Don’t listen to UKIP – but do listen to their voters

This article first appeared on Laboutlist.org on Thursday 9th May 2013.

The post election analysJohn in the constituencyis-fest has provided a helpful summary of most of the wrong responses to UKIP. Many of these responses fall into the comfortable category of ‘this only confirms what I’ve always believed!’ For some, the big vote for UKIP – a self-proclaimed right wing party – shows there is no audience for a more radical Labour party. For some, the same disconcerting support means that a liberal, internationalist party like Labour should not give an inch on migration, welfare or Europe for fear of conceding hard-won progressive gains. For others, any notion of progressive patriotism, community or national story is dangerous nonsense.

These are all very different responses, but they are all wrong. They share the simple error of listening to what UKIP says, rather than listening to their voters. Having spent the last few weeks in Eastleigh and county elections across southern England, I’ve done rather a lot of listening. Let me share a few thoughts.

Firstly, most of the UKIP voters I have met are people I would like my Labour Party to attract and represent.  Sure, they’ve attracted their fair share of people with pretty vile views – including some of their candidates – but most who vote for them strike me as the sort of hard-working, community minded, want their kids to do well, sort of people our party was built on.

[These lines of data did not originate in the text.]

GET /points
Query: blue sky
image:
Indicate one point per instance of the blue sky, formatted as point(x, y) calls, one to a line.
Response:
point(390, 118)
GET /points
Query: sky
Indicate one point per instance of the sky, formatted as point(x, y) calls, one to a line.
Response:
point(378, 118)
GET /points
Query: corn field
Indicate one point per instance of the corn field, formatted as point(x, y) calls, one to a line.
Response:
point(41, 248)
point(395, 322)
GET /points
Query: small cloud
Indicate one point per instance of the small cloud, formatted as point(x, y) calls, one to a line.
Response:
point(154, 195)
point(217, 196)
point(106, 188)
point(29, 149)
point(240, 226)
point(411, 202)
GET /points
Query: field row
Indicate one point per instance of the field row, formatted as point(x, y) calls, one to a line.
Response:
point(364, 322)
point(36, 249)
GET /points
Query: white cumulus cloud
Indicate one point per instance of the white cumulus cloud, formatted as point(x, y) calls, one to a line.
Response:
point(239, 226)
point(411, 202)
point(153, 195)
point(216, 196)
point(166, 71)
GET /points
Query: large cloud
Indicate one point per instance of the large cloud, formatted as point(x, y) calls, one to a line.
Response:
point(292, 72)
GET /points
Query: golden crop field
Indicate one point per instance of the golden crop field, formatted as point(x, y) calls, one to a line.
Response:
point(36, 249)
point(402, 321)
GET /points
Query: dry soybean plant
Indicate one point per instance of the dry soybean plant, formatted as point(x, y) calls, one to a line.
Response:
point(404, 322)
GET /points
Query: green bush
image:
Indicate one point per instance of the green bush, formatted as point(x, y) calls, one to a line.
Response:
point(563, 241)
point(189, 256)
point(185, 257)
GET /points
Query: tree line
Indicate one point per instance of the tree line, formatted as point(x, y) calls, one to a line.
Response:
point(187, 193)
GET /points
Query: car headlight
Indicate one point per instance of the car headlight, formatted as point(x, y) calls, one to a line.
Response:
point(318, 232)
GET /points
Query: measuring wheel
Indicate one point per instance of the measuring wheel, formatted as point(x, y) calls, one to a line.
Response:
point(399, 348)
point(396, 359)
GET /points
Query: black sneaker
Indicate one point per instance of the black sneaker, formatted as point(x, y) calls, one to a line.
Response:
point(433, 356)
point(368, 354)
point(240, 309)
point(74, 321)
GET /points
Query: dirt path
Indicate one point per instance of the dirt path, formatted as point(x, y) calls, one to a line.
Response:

Secondly, when they complain, they’ve often got something to complain about. I have no hesitation in saying that the pace with which my home city, Southampton, changed through migration over the past 15 years was too far and too fast to be comfortable. There’s nothing illiberal in saying that there is a limit to how fast people can be expected to respond to the changing use of public services, neighbourhoods changed from family housing to HMOs, a growth in agency working or the undermining of trade union influence in major employers.

Thirdly, whatever Nigel Farage might say, these voters’ views cannot simply be categorised as right wing. Many would support Jacobin justice against bankers and tax avoiders like Starbucks; if not explicitly pro-union, they want stability and fairness back in a workplace that has become steadily more insecure. They are appalled when they hear that Eurosceptics want to get rid of existing employment laws. Even on migration, the woman who told me last week ‘I don’t care who comes here as long as they work and pay taxes’ is not as untypical as you might think.

Fourthly, trying to counter fears with facts is tough going when the audience doesn’t trust the messenger. Because they blame ‘the governing classes’ for all this change, they are sceptical when we say we are dealing with a problem, or that the problem – like access to social housing – is wildly exaggerated. And they don’t think we understand the issues where there is a major problem.  We can fool ourselves that ‘it would be alright if only they understood the truth’ but not them.

Fifthly, they care about their country. They care about where it’s going and how it’s changing. And at the moment they are pretty pessimistic, for themselves and their children.

I can’t see any reason why a centre-left party can’t mount a pretty serious appeal for voters like these. I would be worried if we couldn’t, and most of the core elements are already taking shape in Ed Miliband’s politics. From migration to apprenticeships, responsible capitalism to reining in the banks and the utility companies, ‘One Nation’ is founded on the belief in a positive British future. The radical changes in the party’s approach to community organising holds the best prospect of rebuilding trusted relationships with voters – and this can be done much more quickly than most people think.

But we should also understand the problem. Above all many people fear we don’t share their fears or concerns. They think that, at best, we demonstrate lofty liberal focus group driven calculations of what we should be heard to say. Let’s be clear; if we don’t feel it, they won’t believe it.